‘Ruimtelijke Ordening is onze nationale trots en als er een WK Ruimtelijke Ordening zou zijn, dan zouden we daar – zeker in het verleden – zomaar eens met de hoofdprijs vandoor kunnen zijn gegaan’, zei de minister voor Volkshuisvesting en Ruimtelijke Ordening bij zijn lezing.
Daarin schetste hij een beeld van hoe het ruimtelijkeordeningsbeleid in Nederland na de Tweede Wereldoorlog vorm kreeg. Hij ging kort in op de vier Ruimtelijke Ordeningsnota waarmee Nederland gedurende 60 jaar (internationaal) furore maakte op RO-vlak, maar waar eind jaren negentig de klad in kwam. De Jonge: ‘De Vijfde Nota was in 2002 klaar voor vaststelling, maar is uiteindelijk nooit vastgesteld.’

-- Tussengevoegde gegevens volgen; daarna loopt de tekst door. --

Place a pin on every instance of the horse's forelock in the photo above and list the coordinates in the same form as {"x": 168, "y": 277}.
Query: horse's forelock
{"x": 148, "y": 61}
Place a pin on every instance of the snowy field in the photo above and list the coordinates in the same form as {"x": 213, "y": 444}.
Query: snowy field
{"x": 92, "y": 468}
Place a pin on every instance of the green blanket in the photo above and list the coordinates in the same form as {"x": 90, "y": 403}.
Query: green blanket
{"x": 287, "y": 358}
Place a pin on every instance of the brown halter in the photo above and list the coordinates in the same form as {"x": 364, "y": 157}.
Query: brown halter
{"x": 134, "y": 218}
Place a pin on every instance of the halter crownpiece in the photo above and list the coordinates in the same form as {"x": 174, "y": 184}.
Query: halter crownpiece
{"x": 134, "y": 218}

In de Nota Ruimte van 2004 werd gebroken met de centraal geregelde ordeningspolitiek. Het beleid werd verder gedecentraliseerd. ‘Iedereen was betrokken, niemand verantwoordelijk. De status van VROM brokkelde af. In 2010 werd het ministerie opgeheven. Wat ooit bij het ministerie van VROM inhoudelijk onder één dak zat – wonen, ruimte, milieu – werd uit elkaar gehaald en bij verschillende departementen ondergebracht.’
‘De boodschap die ervan uitging was duidelijk: Nederland was af. De rol van de overheid verschoof van visie- en verbeeldingsgericht ontwikkelen naar procesgericht beheren. Daar komen we nu van terug’, benadrukte De Jonge tijdens zijn lezing.
Van technisch naar politiek vraagstuk
De minister durfde de voorspelling aan dat het de komende jaren in politiek Den Haag weer veel meer over ruimtelijke ordening zal gaan. ‘Omdat schaarse ruimte verdelen nu eenmaal een verdeelvraagstuk is, en je bij een verdeelvraagstuk bij uitstek zult moeten kiezen uit wat je belangrijker vindt en wat je dus voorrang wilt geven op andere dingen. Dat maakt het politiek.’
Dat politieke vraagstuk verwerd volgens De Jonge in de afgelopen decennia bijna tot een technisch vraagstuk. Maar dat gaat veranderen. ‘Er zullen besluiten worden genomen over wat we belangrijk vinden. Er zal politiek en publiek debat gevoerd worden.’
Met die woorden lijkt de minister gehoor te geven aan een oproep die het Planbureau voor de Leefomgeving begin maart deed: het Rijk moet scherpere ruimtelijke keuzes maken en normatieve kaders stellen voor de ruimtelijke toekomst van Nederland. Als dat niet gebeurt, waarschuwde het planbureau, lopen de provincies vast bij hun ‘ruimtelijke puzzel’.
Verwaarloosde regio’s
De Jonge erkende dat niet alle regio’s hebben meegeprofiteerd van de investeringen in het naoorlogse ruimtelijke beleid. ‘We moeten de steven ook wenden naar het oosten, het noorden en het zuiden. De kloof tussen Den Haag en de rest van het land moeten we verkleinen.’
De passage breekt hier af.